ATProto isn’t a magic substrate much as we would want it to be. Distributed systems trade offs are everywhere.

So yeah, if you have a concrete app and use cases we might get somewhere but I’d prefer to focus on things that people are actually building / planning to build.

I think the people building them will take their requirements and use cases into consideration and design an appropriate architecture.

I know they do, but it still is an incredibly fragile infrastructure.

It might be tot random for this forum and sorry for the de-tour.

This is me surveying for the UK - Portugal leg of EIG like 20 years ago.

At galley time, we would have the clients and other interesting folks, mostly an intersection of UK academia and Navy - including a couple from subs.

We discussed many times about the criticality of undersea structure, which are basically defenseless: transoceanic cables are laid in the current swings at certain depths, their location and scope roughly being public knowledge. Subs are equipped with cable cutting devices, 20 years ago the insight consensus was that it would take few weeks maybe a month to basically halt Europe <> America comms.

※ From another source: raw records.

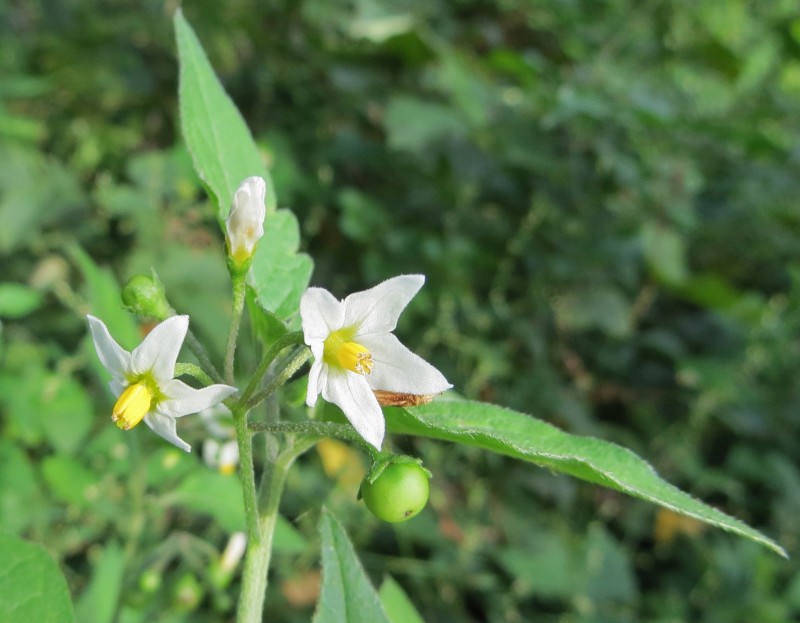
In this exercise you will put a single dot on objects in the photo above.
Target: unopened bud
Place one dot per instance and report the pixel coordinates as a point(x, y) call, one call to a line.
point(245, 223)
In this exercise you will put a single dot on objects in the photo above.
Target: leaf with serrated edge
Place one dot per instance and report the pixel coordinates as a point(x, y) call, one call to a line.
point(524, 437)
point(279, 275)
point(347, 594)
point(222, 148)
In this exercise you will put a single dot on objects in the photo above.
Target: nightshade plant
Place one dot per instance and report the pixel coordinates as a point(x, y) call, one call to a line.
point(381, 387)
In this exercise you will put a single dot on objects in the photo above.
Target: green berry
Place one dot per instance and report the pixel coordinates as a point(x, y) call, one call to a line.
point(145, 296)
point(398, 493)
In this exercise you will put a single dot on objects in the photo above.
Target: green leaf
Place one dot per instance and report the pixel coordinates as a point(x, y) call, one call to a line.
point(98, 604)
point(279, 275)
point(105, 300)
point(665, 253)
point(32, 587)
point(347, 594)
point(221, 145)
point(17, 300)
point(396, 603)
point(524, 437)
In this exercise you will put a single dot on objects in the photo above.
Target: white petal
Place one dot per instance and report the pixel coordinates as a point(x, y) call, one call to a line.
point(159, 350)
point(321, 314)
point(183, 399)
point(317, 378)
point(114, 358)
point(353, 396)
point(164, 426)
point(376, 310)
point(117, 387)
point(397, 369)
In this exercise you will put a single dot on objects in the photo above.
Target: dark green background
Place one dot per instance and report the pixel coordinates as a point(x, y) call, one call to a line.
point(604, 196)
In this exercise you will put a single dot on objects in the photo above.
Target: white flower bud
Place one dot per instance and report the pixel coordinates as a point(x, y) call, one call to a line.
point(245, 223)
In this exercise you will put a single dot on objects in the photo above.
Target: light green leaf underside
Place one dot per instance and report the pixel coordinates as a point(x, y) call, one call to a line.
point(279, 274)
point(395, 601)
point(347, 594)
point(32, 587)
point(220, 142)
point(524, 437)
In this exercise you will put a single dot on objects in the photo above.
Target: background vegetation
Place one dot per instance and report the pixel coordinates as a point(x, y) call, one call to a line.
point(604, 198)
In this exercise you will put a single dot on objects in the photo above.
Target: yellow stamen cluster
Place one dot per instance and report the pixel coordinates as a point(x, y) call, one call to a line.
point(342, 352)
point(132, 405)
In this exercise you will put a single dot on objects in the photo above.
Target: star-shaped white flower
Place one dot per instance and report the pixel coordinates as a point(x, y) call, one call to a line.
point(143, 379)
point(356, 354)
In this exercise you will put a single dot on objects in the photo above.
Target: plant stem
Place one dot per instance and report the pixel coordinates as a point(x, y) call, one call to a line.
point(244, 439)
point(318, 430)
point(238, 280)
point(281, 343)
point(293, 366)
point(259, 552)
point(202, 356)
point(193, 370)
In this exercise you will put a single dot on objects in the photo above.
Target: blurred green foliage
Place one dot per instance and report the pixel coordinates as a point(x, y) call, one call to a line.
point(604, 197)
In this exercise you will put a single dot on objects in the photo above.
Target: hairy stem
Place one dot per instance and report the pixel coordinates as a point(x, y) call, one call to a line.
point(316, 430)
point(193, 370)
point(259, 552)
point(236, 319)
point(244, 438)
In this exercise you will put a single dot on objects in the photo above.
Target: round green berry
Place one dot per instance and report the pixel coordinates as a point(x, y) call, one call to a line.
point(398, 493)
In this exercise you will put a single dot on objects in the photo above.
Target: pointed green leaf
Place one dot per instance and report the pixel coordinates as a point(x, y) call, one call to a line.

It is true we built resilience but there are chokepoints like straits and cable landing stations. e.g. one vessel sinking in the Red Sea disrupted 25% of the Europe-India traffic Submarine Cable Security at Risk Amid Geopolitical Tensions &amp; Limited Repair Capabilities

Again, sorry for the detour.
I want to clarify this is not your random basement-dweller schizofrenia, but some concerns built from a good knowledge of the current state of affairs.

Here is a chat with Gemini summarising few things and adding some (old) insight knowledge: https://g.co/gemini/share/546ae10ac395
If you are interested, have a look at the last message. TLDR we agreed that a mid-worst case scenario would mean cutting off 90% of the Europe - America traffic in a matter of few weeks, for a long/indefinite period of time.

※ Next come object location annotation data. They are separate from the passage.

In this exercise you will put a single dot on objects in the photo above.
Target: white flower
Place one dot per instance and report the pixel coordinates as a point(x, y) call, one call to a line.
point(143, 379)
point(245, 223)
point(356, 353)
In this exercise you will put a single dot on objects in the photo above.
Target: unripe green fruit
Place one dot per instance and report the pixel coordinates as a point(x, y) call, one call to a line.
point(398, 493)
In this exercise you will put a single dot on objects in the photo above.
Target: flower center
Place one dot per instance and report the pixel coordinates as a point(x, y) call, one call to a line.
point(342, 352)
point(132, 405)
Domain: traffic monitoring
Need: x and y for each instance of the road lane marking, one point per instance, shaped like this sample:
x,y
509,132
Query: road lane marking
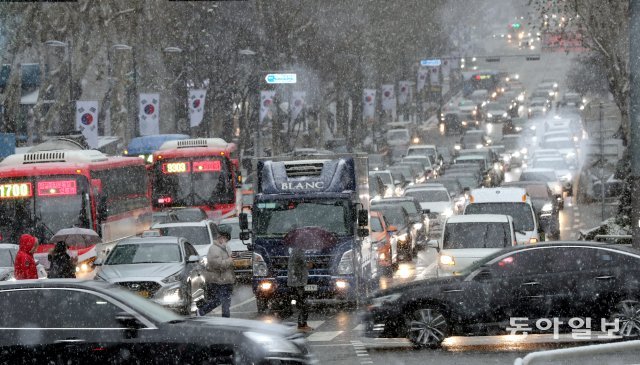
x,y
323,336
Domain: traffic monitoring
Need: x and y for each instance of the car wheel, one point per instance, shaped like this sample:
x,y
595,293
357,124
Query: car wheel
x,y
186,309
262,304
427,327
627,312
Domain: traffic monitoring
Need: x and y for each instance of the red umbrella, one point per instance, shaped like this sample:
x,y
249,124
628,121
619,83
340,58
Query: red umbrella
x,y
310,238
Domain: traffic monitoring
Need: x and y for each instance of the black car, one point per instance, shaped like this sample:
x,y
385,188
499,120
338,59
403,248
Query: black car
x,y
82,322
544,203
562,280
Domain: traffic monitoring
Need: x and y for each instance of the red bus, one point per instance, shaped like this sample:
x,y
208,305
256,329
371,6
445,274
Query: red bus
x,y
43,192
201,172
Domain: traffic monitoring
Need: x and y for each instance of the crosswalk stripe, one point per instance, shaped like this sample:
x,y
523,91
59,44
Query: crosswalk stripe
x,y
323,336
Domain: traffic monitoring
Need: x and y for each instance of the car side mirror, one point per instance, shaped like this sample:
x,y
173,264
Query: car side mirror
x,y
363,218
193,258
243,220
128,320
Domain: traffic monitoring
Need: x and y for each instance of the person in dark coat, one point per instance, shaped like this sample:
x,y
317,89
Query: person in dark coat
x,y
297,278
25,265
61,264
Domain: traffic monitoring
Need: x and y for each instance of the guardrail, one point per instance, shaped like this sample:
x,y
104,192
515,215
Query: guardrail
x,y
563,354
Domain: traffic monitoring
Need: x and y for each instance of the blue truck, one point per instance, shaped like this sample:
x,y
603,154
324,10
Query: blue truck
x,y
328,200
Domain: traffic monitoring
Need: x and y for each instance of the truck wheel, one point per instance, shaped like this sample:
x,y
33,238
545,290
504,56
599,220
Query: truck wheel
x,y
262,304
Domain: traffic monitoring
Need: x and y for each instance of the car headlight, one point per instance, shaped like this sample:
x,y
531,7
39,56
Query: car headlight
x,y
171,296
447,213
345,267
173,278
380,301
259,266
273,344
447,260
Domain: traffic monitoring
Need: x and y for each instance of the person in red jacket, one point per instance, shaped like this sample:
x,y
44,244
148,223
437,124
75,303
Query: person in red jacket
x,y
25,265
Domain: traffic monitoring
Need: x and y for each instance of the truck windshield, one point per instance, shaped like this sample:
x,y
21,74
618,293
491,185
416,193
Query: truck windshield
x,y
476,235
42,206
278,217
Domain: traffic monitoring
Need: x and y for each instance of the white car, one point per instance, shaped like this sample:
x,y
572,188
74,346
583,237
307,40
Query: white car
x,y
387,179
239,252
437,200
468,238
200,234
398,137
510,201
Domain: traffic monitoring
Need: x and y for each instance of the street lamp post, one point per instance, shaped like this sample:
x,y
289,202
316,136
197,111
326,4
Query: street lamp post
x,y
176,94
67,49
107,129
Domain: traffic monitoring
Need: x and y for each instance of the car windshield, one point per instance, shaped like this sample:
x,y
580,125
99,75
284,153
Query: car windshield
x,y
196,235
538,176
520,212
144,253
393,215
429,196
398,135
555,164
558,143
384,176
476,235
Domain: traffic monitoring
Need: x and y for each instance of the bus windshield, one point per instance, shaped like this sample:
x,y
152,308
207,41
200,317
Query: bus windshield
x,y
192,182
42,206
278,217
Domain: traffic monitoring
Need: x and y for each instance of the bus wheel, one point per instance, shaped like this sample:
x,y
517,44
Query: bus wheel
x,y
262,304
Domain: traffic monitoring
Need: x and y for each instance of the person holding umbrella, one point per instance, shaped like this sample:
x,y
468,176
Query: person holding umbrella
x,y
61,264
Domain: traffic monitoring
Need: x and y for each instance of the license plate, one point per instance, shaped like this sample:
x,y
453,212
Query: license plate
x,y
242,263
310,288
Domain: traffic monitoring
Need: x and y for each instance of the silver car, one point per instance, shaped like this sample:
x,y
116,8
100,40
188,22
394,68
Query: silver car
x,y
164,269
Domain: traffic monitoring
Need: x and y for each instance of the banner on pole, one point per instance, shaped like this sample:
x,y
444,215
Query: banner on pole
x,y
87,121
149,114
369,103
388,97
196,106
266,103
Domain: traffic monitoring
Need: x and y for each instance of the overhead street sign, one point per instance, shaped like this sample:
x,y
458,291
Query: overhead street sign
x,y
431,62
281,78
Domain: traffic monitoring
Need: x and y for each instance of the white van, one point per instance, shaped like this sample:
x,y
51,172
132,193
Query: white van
x,y
468,238
510,201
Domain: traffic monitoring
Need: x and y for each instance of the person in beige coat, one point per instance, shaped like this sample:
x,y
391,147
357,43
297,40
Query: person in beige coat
x,y
219,275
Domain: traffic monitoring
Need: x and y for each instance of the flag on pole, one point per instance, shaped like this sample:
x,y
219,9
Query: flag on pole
x,y
434,75
423,73
388,97
369,103
196,106
404,93
445,68
87,121
149,114
266,103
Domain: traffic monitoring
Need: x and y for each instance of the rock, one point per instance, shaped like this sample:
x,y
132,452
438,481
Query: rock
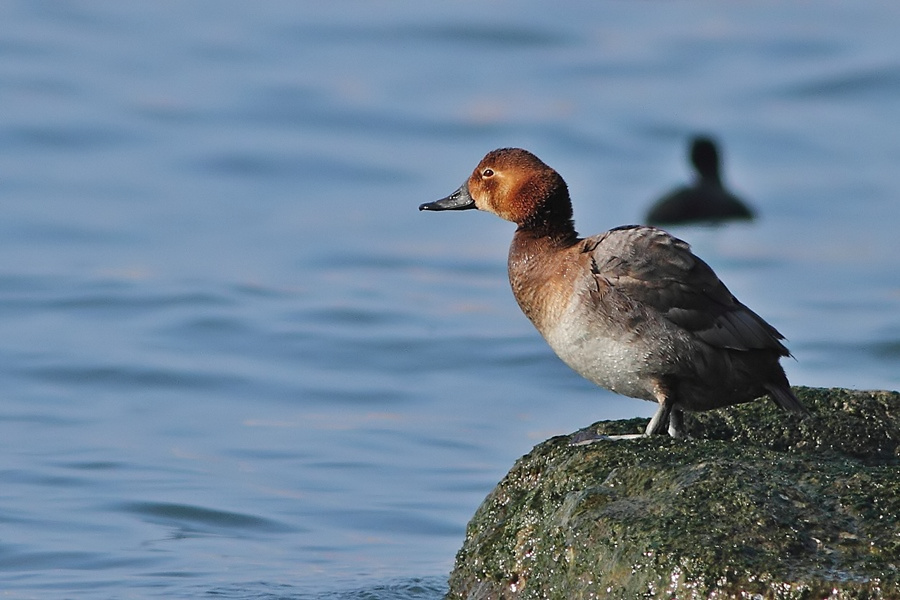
x,y
757,504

I mentioned before redundancy at PLC and PDS level.
With hindsight, I’d suggest at every other level too.

I love this community for the energy.
There is a ceiling on what you can achieve, though, with one instance of a service running on Hetzner fsn1, or a Raspberry Pi.
I have been in a WG where somebody mentioned a gov notification system for emergencies. That is something that should be built ground-up with regional outages resiliency in mind.

I think this is solvable.
AWS has a Well-Architected framework that I studied for my certificates, which teaches you how to build resiliency for single- and multi-region failures. The same goes for other hyperscalers.
Something I think could be useful is to draft something similar, a white paper to introduce these concepts to self-motivated kids who are jumping on board but don’t yet have the professional experience.
Something I really want to do sooner rather than later is give them services and templated solutions to avoid these hurdles.

Besides, I think some quick, immediate resolution would be:

BTW, I’m also happy to discuss what scenarios you wanted to solve with multiple relays and VPN solutions.